Published online by Cambridge University Press: 16 April 2025
This chapter is slightly different to those that have preceded it. As I worked on the chapters you have read so far, I increasingly felt that it was important to contextualise the discussions they contain (and the spaces that they describe) through a more explicit engagement with power. Indeed, I came to see this as even more urgent than thinking about technoscience in the context of democracy – the kinds of debates discussed in the preceding chapter. It is certainly important to consider the place of technoscience in democratic societies, and the ways in which it can be subject to deliberation and debate, but at the same time democracy is a slippery concept, and one that looks very different in different contexts. Many countries, spaces, and processes are not committed to the version of democracy that is celebrated in deliberative theory. It is therefore necessary to find ways of critically reflecting on technoscience and its place in collective life that do not simply end at the idea of democratisation. This chapter uses scholarship concerned with power and justice to do this, returning to many of the sites and processes I have discussed so far to consider their intersection with questions of equity – by which I mean questions of fairness and equitable access to the opportunities and benefits of contemporary societies.
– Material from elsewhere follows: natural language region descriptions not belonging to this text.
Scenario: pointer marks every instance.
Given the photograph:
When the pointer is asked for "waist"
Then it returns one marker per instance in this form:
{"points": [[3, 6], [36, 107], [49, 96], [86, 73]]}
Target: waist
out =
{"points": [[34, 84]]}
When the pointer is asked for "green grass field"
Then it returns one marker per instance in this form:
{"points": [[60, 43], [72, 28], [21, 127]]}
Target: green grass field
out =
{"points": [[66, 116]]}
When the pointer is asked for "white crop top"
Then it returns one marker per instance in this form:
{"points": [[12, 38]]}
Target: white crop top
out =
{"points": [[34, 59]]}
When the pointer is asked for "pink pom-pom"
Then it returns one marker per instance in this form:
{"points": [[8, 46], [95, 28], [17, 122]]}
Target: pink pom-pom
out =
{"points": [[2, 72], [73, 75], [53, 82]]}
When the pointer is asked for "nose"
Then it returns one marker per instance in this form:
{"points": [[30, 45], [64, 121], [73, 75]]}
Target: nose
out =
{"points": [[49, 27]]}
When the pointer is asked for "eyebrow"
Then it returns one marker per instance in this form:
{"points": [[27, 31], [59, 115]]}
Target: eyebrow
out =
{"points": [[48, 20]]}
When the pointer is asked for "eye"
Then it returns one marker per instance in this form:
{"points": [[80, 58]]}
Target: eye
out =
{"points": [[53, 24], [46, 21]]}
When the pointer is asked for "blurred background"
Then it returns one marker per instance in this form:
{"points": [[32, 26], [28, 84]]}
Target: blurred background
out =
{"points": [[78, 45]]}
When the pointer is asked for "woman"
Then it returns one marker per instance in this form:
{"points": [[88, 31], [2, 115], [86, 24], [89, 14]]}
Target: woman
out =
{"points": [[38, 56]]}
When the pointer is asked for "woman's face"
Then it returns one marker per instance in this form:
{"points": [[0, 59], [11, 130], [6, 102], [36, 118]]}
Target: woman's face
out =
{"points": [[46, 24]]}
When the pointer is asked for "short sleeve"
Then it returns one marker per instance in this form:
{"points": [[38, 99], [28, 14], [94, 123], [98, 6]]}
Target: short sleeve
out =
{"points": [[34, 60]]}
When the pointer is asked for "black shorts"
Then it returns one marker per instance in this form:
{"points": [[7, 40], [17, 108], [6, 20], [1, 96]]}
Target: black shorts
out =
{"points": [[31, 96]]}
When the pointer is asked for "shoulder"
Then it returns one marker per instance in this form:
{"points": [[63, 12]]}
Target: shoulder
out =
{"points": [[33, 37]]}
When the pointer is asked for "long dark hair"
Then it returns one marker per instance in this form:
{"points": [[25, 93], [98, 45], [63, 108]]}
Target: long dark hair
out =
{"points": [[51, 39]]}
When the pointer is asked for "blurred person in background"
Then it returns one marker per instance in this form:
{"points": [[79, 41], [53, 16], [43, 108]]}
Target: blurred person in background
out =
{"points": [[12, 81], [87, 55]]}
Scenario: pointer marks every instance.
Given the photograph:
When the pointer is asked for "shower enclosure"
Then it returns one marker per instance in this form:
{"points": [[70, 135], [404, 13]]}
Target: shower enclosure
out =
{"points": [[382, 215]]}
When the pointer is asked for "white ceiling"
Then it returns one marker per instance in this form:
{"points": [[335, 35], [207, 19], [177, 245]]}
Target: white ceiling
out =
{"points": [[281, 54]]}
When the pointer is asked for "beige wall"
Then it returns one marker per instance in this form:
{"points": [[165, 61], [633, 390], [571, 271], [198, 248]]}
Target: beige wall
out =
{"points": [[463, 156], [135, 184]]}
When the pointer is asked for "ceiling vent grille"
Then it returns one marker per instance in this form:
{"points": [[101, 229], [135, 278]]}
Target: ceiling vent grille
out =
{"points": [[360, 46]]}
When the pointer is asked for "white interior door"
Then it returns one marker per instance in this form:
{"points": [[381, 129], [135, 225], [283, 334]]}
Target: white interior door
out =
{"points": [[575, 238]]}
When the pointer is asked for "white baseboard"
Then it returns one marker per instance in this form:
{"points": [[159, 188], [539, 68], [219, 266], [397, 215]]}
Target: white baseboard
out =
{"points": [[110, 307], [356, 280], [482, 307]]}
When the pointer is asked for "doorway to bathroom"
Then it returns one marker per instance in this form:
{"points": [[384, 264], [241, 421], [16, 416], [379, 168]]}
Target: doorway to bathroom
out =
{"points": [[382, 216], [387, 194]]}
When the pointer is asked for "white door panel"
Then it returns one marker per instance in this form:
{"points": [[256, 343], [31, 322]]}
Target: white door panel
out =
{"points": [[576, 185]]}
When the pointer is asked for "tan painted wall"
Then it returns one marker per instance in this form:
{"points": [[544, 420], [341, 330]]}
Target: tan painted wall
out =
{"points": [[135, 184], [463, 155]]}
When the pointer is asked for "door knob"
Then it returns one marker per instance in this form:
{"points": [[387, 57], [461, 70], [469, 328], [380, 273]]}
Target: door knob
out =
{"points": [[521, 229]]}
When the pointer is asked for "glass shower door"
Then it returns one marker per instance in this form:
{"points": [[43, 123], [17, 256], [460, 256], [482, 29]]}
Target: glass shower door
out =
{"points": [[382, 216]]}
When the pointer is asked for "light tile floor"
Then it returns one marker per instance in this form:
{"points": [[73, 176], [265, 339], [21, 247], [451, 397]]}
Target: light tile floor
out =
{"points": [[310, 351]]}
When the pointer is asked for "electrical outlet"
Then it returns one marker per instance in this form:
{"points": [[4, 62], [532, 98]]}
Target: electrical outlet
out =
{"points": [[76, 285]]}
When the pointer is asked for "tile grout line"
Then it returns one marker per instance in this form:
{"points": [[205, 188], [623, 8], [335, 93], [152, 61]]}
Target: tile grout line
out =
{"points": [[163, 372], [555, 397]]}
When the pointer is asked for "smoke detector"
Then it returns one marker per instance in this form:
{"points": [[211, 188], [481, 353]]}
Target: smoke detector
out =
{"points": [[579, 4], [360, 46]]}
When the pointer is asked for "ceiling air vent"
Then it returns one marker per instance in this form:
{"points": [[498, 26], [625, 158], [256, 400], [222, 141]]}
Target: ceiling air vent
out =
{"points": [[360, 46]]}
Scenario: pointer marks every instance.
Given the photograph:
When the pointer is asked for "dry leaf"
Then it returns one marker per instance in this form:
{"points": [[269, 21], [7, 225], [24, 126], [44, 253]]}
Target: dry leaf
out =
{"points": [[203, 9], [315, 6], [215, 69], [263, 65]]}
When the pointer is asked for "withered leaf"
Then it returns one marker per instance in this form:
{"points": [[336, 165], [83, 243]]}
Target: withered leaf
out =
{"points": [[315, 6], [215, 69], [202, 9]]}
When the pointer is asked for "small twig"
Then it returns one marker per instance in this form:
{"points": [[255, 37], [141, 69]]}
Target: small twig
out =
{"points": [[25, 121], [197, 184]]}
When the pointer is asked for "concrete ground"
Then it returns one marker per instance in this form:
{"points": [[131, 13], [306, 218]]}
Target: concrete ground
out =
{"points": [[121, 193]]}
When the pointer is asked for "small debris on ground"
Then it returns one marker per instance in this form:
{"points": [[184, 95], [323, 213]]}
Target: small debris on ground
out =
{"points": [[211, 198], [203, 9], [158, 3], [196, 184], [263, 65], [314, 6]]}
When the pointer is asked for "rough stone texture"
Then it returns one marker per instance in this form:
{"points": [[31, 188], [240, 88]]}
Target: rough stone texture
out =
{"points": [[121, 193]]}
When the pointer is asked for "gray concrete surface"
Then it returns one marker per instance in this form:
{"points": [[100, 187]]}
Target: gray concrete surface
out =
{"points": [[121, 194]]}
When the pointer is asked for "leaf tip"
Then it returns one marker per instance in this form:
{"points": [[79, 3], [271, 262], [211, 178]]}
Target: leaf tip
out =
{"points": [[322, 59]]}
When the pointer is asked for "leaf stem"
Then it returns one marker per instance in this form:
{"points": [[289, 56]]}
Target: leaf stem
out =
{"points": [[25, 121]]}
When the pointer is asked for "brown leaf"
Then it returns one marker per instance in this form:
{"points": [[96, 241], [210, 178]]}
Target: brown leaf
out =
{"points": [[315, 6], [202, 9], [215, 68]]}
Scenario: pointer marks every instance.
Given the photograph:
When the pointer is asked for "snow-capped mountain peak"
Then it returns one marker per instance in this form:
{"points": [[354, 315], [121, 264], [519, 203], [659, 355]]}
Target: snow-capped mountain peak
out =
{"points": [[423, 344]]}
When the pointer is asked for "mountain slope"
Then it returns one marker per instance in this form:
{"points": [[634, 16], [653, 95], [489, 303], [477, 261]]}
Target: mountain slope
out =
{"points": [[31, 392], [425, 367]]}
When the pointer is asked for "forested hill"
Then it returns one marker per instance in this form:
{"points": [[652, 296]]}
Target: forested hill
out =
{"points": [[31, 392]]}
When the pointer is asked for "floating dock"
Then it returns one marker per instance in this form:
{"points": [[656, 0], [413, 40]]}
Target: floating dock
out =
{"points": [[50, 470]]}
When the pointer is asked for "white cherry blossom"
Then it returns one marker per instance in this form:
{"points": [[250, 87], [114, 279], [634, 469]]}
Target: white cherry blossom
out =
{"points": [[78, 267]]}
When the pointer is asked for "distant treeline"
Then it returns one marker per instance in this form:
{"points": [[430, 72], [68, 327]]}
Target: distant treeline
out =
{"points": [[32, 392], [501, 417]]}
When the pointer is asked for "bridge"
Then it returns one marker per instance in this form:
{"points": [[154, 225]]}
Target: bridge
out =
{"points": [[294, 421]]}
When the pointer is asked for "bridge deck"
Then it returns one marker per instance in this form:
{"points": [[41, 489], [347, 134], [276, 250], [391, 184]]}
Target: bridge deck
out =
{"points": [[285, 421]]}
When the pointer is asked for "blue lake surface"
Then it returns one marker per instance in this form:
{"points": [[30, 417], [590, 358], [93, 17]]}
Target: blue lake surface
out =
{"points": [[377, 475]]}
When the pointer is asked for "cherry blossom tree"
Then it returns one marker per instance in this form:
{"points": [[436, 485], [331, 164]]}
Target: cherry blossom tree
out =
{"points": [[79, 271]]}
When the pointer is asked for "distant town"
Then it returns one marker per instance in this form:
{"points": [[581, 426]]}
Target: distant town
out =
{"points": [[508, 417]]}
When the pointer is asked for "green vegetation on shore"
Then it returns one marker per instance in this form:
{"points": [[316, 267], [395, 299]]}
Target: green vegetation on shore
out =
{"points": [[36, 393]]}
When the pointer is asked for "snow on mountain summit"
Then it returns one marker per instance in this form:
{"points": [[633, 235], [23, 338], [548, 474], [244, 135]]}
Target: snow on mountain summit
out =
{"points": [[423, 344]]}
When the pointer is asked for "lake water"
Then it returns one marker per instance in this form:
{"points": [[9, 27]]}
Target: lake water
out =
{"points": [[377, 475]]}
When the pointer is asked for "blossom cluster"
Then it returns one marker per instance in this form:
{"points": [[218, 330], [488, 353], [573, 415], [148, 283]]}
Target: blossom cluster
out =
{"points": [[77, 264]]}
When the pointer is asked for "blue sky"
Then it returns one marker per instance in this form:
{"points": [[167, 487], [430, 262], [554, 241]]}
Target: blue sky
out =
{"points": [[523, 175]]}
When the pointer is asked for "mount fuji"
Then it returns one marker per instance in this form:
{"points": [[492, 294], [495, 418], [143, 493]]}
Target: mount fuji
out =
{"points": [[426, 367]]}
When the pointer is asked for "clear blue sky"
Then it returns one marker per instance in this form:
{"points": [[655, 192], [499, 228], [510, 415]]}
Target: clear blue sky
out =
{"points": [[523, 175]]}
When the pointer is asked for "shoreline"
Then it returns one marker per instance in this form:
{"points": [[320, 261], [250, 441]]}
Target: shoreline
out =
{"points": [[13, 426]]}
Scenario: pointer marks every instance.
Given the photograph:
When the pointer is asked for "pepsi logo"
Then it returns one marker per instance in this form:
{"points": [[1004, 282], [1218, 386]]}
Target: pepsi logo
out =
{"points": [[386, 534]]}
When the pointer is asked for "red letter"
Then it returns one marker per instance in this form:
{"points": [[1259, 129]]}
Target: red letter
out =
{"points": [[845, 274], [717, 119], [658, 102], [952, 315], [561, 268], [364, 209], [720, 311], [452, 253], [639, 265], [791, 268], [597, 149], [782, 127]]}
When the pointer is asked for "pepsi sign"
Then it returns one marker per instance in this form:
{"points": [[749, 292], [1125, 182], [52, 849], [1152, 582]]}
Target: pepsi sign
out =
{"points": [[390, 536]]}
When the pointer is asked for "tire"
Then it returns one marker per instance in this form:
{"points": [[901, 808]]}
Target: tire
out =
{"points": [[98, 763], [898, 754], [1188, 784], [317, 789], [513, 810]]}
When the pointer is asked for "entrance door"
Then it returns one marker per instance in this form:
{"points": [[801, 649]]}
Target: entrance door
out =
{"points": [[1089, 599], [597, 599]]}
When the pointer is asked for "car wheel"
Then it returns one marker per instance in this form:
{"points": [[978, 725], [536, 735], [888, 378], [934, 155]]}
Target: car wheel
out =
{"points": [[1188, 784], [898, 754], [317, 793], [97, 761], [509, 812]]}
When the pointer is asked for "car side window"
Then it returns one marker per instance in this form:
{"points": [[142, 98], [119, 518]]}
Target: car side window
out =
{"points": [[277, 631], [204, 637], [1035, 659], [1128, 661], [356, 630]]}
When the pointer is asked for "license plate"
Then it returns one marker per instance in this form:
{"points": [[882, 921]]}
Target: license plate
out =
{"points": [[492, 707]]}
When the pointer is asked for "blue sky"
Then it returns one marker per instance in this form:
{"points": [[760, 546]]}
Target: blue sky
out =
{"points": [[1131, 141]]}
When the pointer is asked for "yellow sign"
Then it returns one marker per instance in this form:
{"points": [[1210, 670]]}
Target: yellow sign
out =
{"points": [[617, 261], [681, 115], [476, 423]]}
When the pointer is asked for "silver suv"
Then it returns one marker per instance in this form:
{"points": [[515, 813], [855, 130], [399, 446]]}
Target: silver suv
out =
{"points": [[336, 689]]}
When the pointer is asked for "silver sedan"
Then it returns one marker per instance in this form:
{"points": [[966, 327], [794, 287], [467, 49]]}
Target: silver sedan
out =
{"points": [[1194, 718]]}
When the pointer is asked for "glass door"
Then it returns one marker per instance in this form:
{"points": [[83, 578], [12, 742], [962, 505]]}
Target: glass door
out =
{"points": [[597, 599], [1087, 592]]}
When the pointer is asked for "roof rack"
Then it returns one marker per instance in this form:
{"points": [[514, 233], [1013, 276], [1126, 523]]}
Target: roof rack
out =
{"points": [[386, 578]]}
Why should we critically interrogate technoscience's entanglements with collective life in this way, and reflect on how it relates to power and structural inequalities? The answer to this question is for me exemplified by a moment at a science communication conference I attended in 2023. Like many other fields, science communication has, over the course of the last years, started to reckon with the ways in which it continues to incorporate institutionalised racism, sexism, and other forms of oppression.
I have already mentioned (in Chapter 5) analyses of science communication that show the ways in which it is organised around Whiteness and middle-class values; other work has sought to explore what it might mean to queer, decolonise, or otherwise diversify science communication practice. Both the urgency and the sensitive nature of these moves became clear at the conference. Science has a history of oppressing Black and queer bodies, one Black participant said. How can it be held accountable for this? Similarly, it has a history of ignoring women's pain, and of framing their bodies as deviations from a male norm. Why should those of us who inhabit bodies subject to such forms of oppression or ignorance trust or celebrate it?